Passkey (Clé d'accès) Authentification FIDO2 sans mot de passe, liée au site légitime ; résistante à l'hameçonnage.
RBAC (Role-Based Access Control) Droits attribués à des rôles métier plutôt qu'à des individus.
Responsabilité partagée (Cloud) Le fournisseur sécurise LE cloud (infrastructure) ; le client sécurise DANS le cloud (identités, accès, configurations, données).
Règle 3-2-1 (Sauvegarde) 3 copies, 2 supports différents, 1 copie hors site — idéalement immuable ou déconnectée, et testée en restauration.

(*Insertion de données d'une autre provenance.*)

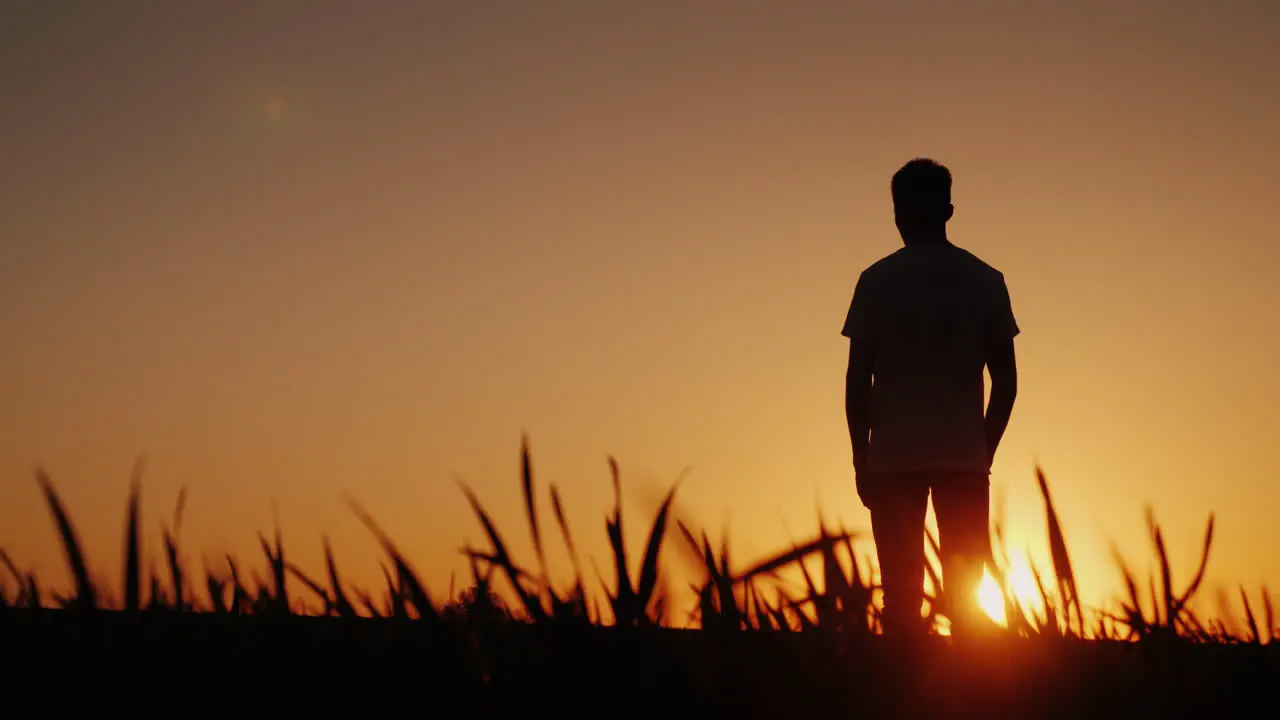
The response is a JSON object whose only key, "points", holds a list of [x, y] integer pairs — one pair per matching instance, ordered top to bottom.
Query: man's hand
{"points": [[864, 481]]}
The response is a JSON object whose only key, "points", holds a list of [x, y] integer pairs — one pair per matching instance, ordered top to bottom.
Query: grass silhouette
{"points": [[754, 643]]}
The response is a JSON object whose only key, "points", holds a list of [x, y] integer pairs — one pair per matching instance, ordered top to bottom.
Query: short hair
{"points": [[922, 187]]}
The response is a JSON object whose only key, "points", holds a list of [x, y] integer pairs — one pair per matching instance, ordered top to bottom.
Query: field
{"points": [[233, 642]]}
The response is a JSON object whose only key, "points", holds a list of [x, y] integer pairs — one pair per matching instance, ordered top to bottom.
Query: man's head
{"points": [[922, 197]]}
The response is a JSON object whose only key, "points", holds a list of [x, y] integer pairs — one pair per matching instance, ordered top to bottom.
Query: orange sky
{"points": [[291, 250]]}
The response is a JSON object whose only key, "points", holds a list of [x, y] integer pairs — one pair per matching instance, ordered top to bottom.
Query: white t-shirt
{"points": [[931, 313]]}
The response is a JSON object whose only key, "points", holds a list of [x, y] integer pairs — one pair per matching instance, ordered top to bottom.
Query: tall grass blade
{"points": [[132, 545], [85, 596]]}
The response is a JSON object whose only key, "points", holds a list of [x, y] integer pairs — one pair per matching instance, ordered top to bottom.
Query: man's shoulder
{"points": [[886, 264], [977, 265]]}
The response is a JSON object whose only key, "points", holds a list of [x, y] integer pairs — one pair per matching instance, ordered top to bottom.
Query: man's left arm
{"points": [[858, 377]]}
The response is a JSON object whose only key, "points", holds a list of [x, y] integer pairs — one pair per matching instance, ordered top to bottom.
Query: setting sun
{"points": [[991, 600]]}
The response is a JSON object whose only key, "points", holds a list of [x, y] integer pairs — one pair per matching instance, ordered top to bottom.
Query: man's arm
{"points": [[1002, 365], [858, 377], [858, 393]]}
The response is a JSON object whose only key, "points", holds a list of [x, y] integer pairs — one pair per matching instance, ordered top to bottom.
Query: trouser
{"points": [[961, 504]]}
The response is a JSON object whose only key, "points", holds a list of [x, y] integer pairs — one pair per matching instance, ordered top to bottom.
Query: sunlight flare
{"points": [[991, 598]]}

SIM swapping Détournement de la ligne mobile de la victime pour intercepter ses SMS de validation.
SSO (Single Sign-On) Connexion unique auprès d'un fournisseur d'identité donnant accès à tous les services.

La règle d'or de la session : activez le MFA partout où c'est possible — et souvenez-vous que « c'est dans le cloud » ne signifie ni « c'est sécurisé », ni « c'est sauvegardé ».